Capítulo VIII

«¡Qué parecidos son todos los aeropuertos!», pensaba Hilary.

Poseían un extraño anonimato. Todos se encontraban a cierta distancia de la ciudad que servían y, en consecuencia, el pasajero tenía la sensación de estar en ninguna parte. ¡Se podía volar desde Londres a Madrid, Roma, Estambul, El Cairo y a tantas otras ciudades y, si el viaje se realizaba siempre por aire, no se tenía la menor idea de cómo eran esas ciudades! Vistas desde el aire, sólo eran un mapa a gran escala, algo edificado con un juego de construcciones infantil.

«¿Y por qué hay que llegar siempre a los aeropuertos con tanta antelación?», pensó irritada, mirando a su alrededor.

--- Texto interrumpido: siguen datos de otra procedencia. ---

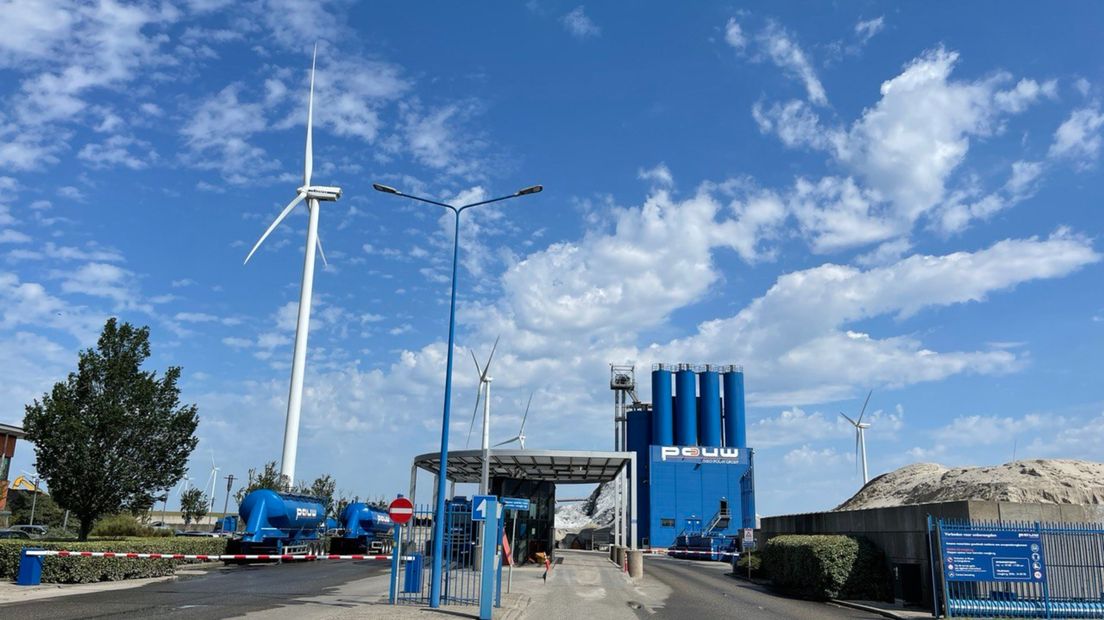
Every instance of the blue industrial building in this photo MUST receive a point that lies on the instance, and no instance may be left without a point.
(696, 480)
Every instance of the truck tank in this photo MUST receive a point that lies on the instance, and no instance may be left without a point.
(279, 523)
(367, 528)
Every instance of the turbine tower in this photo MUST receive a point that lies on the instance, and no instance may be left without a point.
(520, 438)
(314, 195)
(860, 438)
(484, 385)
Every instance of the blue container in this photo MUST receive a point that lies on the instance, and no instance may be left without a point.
(662, 426)
(30, 568)
(709, 408)
(686, 407)
(734, 415)
(412, 574)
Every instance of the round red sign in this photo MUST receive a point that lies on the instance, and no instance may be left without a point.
(401, 510)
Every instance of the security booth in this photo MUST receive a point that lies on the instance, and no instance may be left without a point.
(533, 474)
(9, 435)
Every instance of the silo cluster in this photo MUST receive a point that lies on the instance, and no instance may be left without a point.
(704, 408)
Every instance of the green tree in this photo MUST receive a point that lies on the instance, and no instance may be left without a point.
(193, 504)
(325, 489)
(268, 478)
(110, 436)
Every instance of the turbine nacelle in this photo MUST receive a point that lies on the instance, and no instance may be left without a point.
(325, 193)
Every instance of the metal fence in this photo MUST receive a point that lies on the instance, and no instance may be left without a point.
(459, 581)
(1025, 569)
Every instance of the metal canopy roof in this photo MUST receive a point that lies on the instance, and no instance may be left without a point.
(569, 467)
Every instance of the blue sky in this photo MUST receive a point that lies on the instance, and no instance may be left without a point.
(838, 196)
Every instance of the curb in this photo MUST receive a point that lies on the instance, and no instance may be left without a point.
(870, 609)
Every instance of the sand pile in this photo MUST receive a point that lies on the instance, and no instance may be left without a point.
(1029, 481)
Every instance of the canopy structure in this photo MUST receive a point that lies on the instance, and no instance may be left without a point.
(558, 467)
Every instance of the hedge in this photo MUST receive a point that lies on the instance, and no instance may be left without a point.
(827, 567)
(91, 569)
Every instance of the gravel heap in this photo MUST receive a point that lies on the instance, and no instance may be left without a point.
(1053, 481)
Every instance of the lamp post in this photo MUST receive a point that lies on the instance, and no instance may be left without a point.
(438, 519)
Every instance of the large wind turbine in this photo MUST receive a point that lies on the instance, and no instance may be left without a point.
(314, 195)
(860, 437)
(484, 385)
(520, 437)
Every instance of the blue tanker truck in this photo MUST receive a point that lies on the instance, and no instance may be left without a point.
(365, 530)
(279, 523)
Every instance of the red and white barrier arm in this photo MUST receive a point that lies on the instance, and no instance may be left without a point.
(215, 557)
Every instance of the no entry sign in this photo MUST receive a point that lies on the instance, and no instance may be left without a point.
(401, 510)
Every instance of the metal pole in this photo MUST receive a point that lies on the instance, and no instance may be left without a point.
(34, 499)
(485, 474)
(438, 519)
(225, 503)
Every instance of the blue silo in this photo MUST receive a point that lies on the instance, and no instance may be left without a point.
(686, 406)
(734, 416)
(709, 407)
(662, 425)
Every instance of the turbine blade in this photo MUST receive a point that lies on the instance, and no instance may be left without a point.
(308, 161)
(491, 356)
(524, 417)
(474, 412)
(318, 241)
(864, 405)
(275, 223)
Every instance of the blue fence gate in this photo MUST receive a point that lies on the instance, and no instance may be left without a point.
(1009, 569)
(459, 581)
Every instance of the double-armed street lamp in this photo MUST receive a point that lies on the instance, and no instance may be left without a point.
(438, 519)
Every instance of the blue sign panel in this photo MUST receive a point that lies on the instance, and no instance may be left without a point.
(698, 455)
(516, 503)
(993, 556)
(479, 506)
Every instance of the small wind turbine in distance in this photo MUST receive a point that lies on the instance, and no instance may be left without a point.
(314, 195)
(520, 438)
(860, 438)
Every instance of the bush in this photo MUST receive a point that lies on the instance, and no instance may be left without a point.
(827, 567)
(91, 569)
(755, 560)
(125, 525)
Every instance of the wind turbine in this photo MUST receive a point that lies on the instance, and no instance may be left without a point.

Había pasado casi media hora en la sala de espera. Mrs. Calvin Baker, que se había decidido a acompañar a la joven a Marrakech, había estado hablando sin parar desde que llegaron. Hilary le había contestado casi mecánicamente, pero ahora se dio cuenta de que Mrs. Baker dedicaba su atención a otros dos viajeros sentados cerca de ella. Un estadounidense con una sonrisa franca, y el otro, un danés o noruego de aspecto serio. Este último hablaba pesadamente en un inglés pedante y cuidado. El estadounidense estaba encantado de haber encontrado a una compatriota. Mrs. Baker se volvió hacia Hilary.

—¿Mr…? Quiero presentarle a mi amiga, Mrs. Betterton.

—Andrew Peters. Andy para los amigos.

El otro joven se puso en pie.

—Torquil Ericsson.

—Ahora ya nos conocemos todos —dijo Mrs. Baker alegremente—. ¿Van también a Marrakech? Es la primera visita de mi amiga.

—Yo también voy por primera vez —comentó Ericsson.

—Y yo también —aseguró Peters.

Se activó el altavoz y una voz ronca hizo un anuncio en francés.

Apenas se podían entender las palabras, pero, al parecer, les avisaba de su vuelo.

Había dos pasajeros más aparte de ellos cuatro: un francés alto y delgado y una monja de rostro severo.

Hacía un día claro y soleado; las condiciones de vuelo eran excelentes. Hilary, reclinada en el asiento, con los párpados entornados, se dedicó a estudiar a sus compañeros de viaje, buscando olvidar de esa manera las angustiosas preguntas que acudían a su mente.

Un asiento delante del suyo y al otro lado del pasillo, Mrs. Calvin Baker, con su traje gris, parecía una gallina rolliza y satisfecha. Posado en sus cabellos azules, llevaba un sombrerito con alas y se entretenía pasando las páginas de una revista. De vez en cuando daba unos golpecitos en el hombro del joven sentado ante ella, que no era otro que Peters, el simpático norteamericano. Entonces él se volvía con su agradable sonrisa para responder a sus observaciones.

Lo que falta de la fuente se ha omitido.